Lo digo porque El País acaba de aportar 251 casos más al proceso que supervisan el Vaticano y la Conferencia Episcopal Española, sumando un total de víctimas de, al menos, 1.237 desde 1943 - la última denuncia fecha de 2018. No sé si se es consciente de la gravedad del problema. Más de mil niños y niñas vejados, humillados, sometidos a la carne involuntaria bajo un rezo de protección y amparo. Y aunque se trata del único registro existente en el estado, el sentido común - y las estimaciones de los expertos de las comisiones - dice que habría muchos miles más. Sin embargo, no he visto yo que el hemiciclo en manada se haya cagado en la Iglesia ni que las familias - y no hablo de las afectadas - se hayan echado a la calle para que no se viole a sus hijos en nombre de dios.

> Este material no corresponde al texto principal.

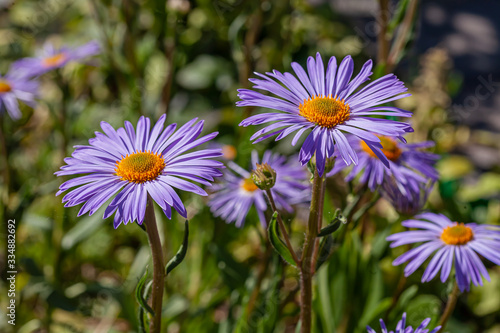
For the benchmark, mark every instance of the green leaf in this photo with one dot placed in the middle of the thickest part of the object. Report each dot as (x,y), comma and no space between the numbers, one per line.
(277,243)
(139,294)
(337,221)
(177,259)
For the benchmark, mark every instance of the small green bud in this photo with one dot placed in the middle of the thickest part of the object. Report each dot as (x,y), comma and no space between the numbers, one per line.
(264,177)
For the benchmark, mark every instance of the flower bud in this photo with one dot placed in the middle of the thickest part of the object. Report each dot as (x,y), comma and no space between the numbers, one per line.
(264,176)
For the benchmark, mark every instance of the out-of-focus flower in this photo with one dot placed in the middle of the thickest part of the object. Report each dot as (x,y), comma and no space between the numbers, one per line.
(49,58)
(328,106)
(409,204)
(454,242)
(401,327)
(229,152)
(237,193)
(409,167)
(137,163)
(14,89)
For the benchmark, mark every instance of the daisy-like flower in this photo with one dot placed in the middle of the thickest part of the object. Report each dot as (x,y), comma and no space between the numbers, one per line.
(409,204)
(237,193)
(329,106)
(136,163)
(408,166)
(456,243)
(49,58)
(14,89)
(401,327)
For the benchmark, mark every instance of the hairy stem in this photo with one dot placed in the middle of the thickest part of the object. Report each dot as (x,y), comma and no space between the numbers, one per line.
(320,224)
(158,265)
(306,261)
(450,306)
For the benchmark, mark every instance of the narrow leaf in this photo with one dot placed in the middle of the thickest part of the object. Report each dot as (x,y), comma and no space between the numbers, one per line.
(337,221)
(139,293)
(177,259)
(277,243)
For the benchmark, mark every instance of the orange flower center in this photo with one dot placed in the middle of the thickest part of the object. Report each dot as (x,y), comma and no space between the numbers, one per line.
(5,86)
(140,167)
(248,185)
(325,111)
(229,152)
(390,148)
(459,234)
(55,60)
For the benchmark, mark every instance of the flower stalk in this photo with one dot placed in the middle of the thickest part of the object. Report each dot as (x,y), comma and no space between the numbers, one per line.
(450,306)
(307,253)
(158,266)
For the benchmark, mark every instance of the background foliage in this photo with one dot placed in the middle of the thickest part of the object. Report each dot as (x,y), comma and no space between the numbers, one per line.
(188,59)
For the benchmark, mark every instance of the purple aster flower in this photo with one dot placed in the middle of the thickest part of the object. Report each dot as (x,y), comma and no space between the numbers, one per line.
(237,193)
(408,166)
(454,242)
(136,163)
(401,327)
(14,89)
(49,58)
(409,203)
(329,106)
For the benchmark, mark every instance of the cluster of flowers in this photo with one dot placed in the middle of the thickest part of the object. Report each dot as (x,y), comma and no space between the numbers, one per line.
(19,84)
(345,123)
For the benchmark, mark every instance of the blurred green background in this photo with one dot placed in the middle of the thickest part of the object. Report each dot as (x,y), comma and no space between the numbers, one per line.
(188,59)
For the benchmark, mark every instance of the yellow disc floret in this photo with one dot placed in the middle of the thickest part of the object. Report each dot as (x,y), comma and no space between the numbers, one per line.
(325,111)
(5,86)
(458,234)
(390,148)
(140,167)
(54,61)
(248,185)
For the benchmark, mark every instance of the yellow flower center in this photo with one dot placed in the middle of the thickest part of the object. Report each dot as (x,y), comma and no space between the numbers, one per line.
(459,234)
(55,60)
(248,185)
(5,86)
(140,167)
(325,111)
(390,148)
(229,152)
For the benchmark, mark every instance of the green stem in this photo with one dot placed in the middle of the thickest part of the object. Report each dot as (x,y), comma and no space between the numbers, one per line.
(320,224)
(158,266)
(450,306)
(282,227)
(306,261)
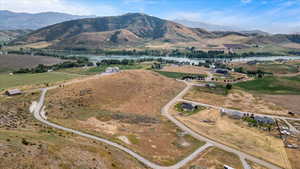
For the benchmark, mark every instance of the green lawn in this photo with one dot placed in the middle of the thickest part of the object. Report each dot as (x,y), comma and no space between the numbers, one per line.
(7,81)
(100,69)
(177,75)
(273,85)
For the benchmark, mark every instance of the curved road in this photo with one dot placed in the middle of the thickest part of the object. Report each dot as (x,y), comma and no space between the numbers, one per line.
(39,114)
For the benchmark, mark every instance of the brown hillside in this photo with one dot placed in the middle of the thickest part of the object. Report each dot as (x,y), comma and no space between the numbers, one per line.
(137,91)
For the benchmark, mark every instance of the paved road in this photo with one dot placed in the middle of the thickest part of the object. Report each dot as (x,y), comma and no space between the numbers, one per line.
(39,114)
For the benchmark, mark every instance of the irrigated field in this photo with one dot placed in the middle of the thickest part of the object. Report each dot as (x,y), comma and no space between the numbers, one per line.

Más de mil niños y niñas vejados y humillados, pero no he visto que el hemiciclo en manada se haya cagado en la Iglesia
Tampoco en 2016, cuando la investigación de El Periódico hizo salir a la luz al menos 36 casos de maristas acusados, la mayoría de ellos en Catalunya. Vale que se consiguió una indemnización sin precedentes en el país (un lo siento, me he equivocado, no volverá a suceder bastante chivo expiatorio), pero ninguna institución o entidad convocó entonces una manifestación masiva para proteger las aulas similar a la organizada por Somescola este sábado, a la que sí asistieron políticos y personajes de relevancia sociocultural. Incluso el apoyo público para las víctimas de pederastia quedó también entonces manchado de silencio popular.
Parece que hemos decidido hacer la vista gorda a que la enseñanza religiosa pese más de lo que debería en un estado aconfesional como el español, y a las cifras me remito. Según dicen las estadísticas de la organización Escuelas Católicas, a día de hoy hay en España 1.959 centros educativos católicos – 5.845 entidades pedagógicas, si separamos por niveles educativos, donde se educa a un total de 1.193.273 alumnos; unos 264.000 de los cuales estudian en Catalunya, agrupados en 434 escuelas que gestiona la Fundació Escola Cristiana de Catalunya (FECC). Todo esto supone el 57% de la privada concertada y el 15% del sistema educativo. La enseñanza jamás debería poder estar en manos del partidismo y del interés clerical; menos todavía si dicho interés se basa en explotar tu faceta de buen samaritano para conseguir que un buen tajo de creyentes te mantengan el chiringuito de la fe en pie - un chiringuito donde se cobra muy bien de subvenciones y bonificaciones estatales, que repudia al colectivo LGTBIQ+, que juzga a las mujeres que abortan y donde el perdón tan solo es una palabra comodín que se dice por inercia.
Claro que no solo pasa aquí: hay en todo el mundo casos que ilustran sobradamente los abusos que la Iglesia lleva cometiendo, con total impunidad, durante décadas: en sacristías, en centros educativos, en gimnasios, en internados. No se puede llevar la cuenta porque no se tiene; las víctimas, los testimonios, han vivido estigmatizados por la vergüenza y la culpa, convencidos que callar era sinónimo de superar. La mayoría siguen acatando la condena. Eso sí es motivo suficiente para pedir, para exigir a los gobernantes que la educación no debería estar en manos de personas que han consentido felaciones, tocamientos o penetraciones y han cerrado los ojos. Esos que continúan chupando del bote público tienen las manos manchadas de sangre y semen. Así que lo del odio a la educación en catalán es patético, pero que la Iglesia siga campando por los pasillos donde crece la inocencia de los niños y niñas, da asco.